Alternatively we can use EA and Bezouts lemma to show that

$1 = 7- 2*3 = 7- 2(52- 7*7)$

$= 15*7 - 2*52 = 15*(59-52)- 2*52 = 15*59 - 17*52=$

$=15*59- 17(111-59) = 32*59 - 17*111 =$

$ 32*(170-111) - 17*111=32*170 - 49*111$

So $5440 = 32*170$ and $5540= 5439+1 = 49*111 + 1$.

And so....

So $a^{5440}=(a^{170})^{32} \equiv 1^{32} \equiv 1 \pmod n$.

But also $a^{5440}= a*a^{5439}=a*(a^{111})^{49}\equiv a*1^{49}\equiv a \pmod n$.

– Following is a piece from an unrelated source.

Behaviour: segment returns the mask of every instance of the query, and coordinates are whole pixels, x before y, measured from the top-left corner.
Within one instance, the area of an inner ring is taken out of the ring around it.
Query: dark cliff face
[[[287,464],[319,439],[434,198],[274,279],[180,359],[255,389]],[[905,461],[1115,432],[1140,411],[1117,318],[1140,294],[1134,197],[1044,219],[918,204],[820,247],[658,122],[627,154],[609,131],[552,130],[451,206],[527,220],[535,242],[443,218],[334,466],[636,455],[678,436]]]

So transitively, $a\equiv a^{5440}\equiv 1 \pmod{n}$.

Answer 5

Since $170$ and $111$ are relatively prime, there exist, by Bezout's theorem, $x,y$ such that $x170+y111=1$. But then $1\cong {(a^{170})}^x\cdot {(a^{111})}^y\cong a^{x170+y111}\cong a\pmod n$.

Of course, this generalises to any coprime exponents.